Los secretos de la crisis

El 31 de diciembre de 2001 el escribano general hizo algo más: abandonó ese lugar de sombras donde suelen pararse los escribanos. Esta es la primera vez que Etchegaray decide contarlo.

–A partir de las diez de la mañana de ese 31 de diciembre de 2001 –dice– hubo una incertidumbre respecto de la sucesión presidencial: De la Rúa ya se había ido y el presidente Adolfo Rodríguez Saá había presentado su renuncia, pero no esperó, se fue sin pedir una licencia y la renuncia no habilita de por sí a la sucesión. Tenía que pedir la licencia. Las Cámaras del Congreso se reunieron en asamblea para tratar la renuncia, pero mientras tanto ¿quién era el presidente? Por esas horas, me trajeron distinto tipo de posibilidades de solución, y una opción fue ir a la Corte Suprema de Justicia y darle el poder de presidente de la Corte, que en ese momento era Julio Nazareno.

–¿Y entonces?

–Como tiene tanta importancia en la cultura el hecho simbólico del escribano, yo no iba a decidir dárselo a Nazareno. Ahí sí hubo una participación mayor del escribano. Yo dije: “No, señores, agotemos todas las instancias legales antes de decidirlo”. Y así, iniciamos el proceso.

–¿Qué pasó, porque Rodríguez Saá dejó el gobierno?

–El ministro del Interior de ese momento que había sido gobernador de Mendoza, (Rodolfo Gabrielli) me convocó y me dijo: “Escribano, el presidente del Senado dice que no puede tomar la presidencia; el presidente de Diputados dice que está primero el otro y que quiere que primero se compruebe la legalidad de la renuncia de Rodríguez Saá”. Entonces, nos reunimos en Diputados mientras (la jueza María Romilda) Servini de Cubría le abría una causa a Rodríguez Saá por abandono del cargo y Ramón Puerta, que ya había sido presidente provisional por unas horas, no estaba en el país.

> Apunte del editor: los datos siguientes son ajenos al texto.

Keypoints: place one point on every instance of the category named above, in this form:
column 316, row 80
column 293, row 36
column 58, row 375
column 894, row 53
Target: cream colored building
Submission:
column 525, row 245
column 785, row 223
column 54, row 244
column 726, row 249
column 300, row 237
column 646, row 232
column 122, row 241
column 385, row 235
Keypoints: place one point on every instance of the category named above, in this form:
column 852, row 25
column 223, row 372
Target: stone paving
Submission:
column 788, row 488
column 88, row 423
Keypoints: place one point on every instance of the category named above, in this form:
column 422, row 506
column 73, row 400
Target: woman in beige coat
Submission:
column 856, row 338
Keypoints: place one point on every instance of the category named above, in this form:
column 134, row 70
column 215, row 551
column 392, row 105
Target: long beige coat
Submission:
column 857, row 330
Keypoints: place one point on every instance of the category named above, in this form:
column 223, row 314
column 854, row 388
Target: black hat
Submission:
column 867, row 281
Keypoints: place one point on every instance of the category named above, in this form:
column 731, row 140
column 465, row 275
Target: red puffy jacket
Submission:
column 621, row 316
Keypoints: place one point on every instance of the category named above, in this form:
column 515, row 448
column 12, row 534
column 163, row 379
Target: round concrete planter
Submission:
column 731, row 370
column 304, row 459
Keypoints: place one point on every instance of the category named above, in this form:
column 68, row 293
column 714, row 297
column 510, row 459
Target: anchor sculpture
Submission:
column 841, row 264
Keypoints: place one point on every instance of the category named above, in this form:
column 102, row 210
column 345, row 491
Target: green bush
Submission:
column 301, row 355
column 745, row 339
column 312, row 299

En ese momento, (Eduardo) Camaño, que era el presidente de la Cámara de Diputados, dijo que iba a asumir si era concreto y legal, pero hacía falta la licencia de Rodríguez Saá. Porque, ¿qué pasaba si quería volver al gobierno esa misma tarde? Entonces, iniciamos una larga conversación telefónica con Rodríguez Saá que duró toda una tarde de idas y venidas.

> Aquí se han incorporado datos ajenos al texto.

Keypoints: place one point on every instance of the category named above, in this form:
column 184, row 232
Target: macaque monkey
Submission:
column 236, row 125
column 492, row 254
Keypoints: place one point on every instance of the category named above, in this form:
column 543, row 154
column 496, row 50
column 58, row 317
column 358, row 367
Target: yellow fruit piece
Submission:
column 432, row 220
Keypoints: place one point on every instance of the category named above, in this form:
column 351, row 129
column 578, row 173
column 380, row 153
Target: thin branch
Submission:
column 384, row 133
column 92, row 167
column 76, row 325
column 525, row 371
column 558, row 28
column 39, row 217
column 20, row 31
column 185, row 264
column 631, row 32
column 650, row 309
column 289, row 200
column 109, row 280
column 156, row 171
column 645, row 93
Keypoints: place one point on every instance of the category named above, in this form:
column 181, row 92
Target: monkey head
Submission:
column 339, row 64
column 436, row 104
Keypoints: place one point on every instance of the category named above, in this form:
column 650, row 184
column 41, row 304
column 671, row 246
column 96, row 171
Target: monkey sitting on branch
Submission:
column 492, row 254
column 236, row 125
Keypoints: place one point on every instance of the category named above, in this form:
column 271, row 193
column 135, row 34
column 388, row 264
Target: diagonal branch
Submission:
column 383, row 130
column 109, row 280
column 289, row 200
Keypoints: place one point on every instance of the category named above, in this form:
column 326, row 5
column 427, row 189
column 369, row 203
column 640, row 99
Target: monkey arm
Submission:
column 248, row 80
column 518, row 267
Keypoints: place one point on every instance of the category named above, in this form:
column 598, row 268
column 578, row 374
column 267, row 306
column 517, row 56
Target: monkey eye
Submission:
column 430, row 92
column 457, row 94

–¿Por qué no quería pedir la licencia?

–Porque decía: “No estoy enfermo, no voy a pedir licencia por enfermedad”. Pero no era sólo un problema de enfermedad, sino de técnica constitucional. Tenía que pedir la licencia. Y recién a las cuatro de la tarde, él accedió a pedir licencia ante el escribano de gobierno de allá, en San Luis, y la mandó. Así destrabamos el problema y Camaño pudo ser presidente mientras la asamblea lo elegía a Eduardo Duhalde. Es decir, mi único limite acá como escribano es ése: el resguardo de la legalidad constitucional, que funcionen los mecanismos constitucionales de reemplazo. Hice todo lo posible para no ir a dejar el poder en la Corte Suprema porque nadie lo quería tomar.

–Otra hubiera sido la lectura de la historia si sucedía eso.

–Y era como volver: Nazareno representaba al menemismo. No sé qué hubiera pasado popularmente, cuántos muertos hubiera habido en la Plaza de Mayo si la gente entendía que después de un estado de sitio el presidente no era De la Rúa sino Nazareno. Eso fue lo que a mí me pasó por la cabeza, no hago futurología: y no sé que hubiera pasado, pero no creo que hubiese sido muy pacífico.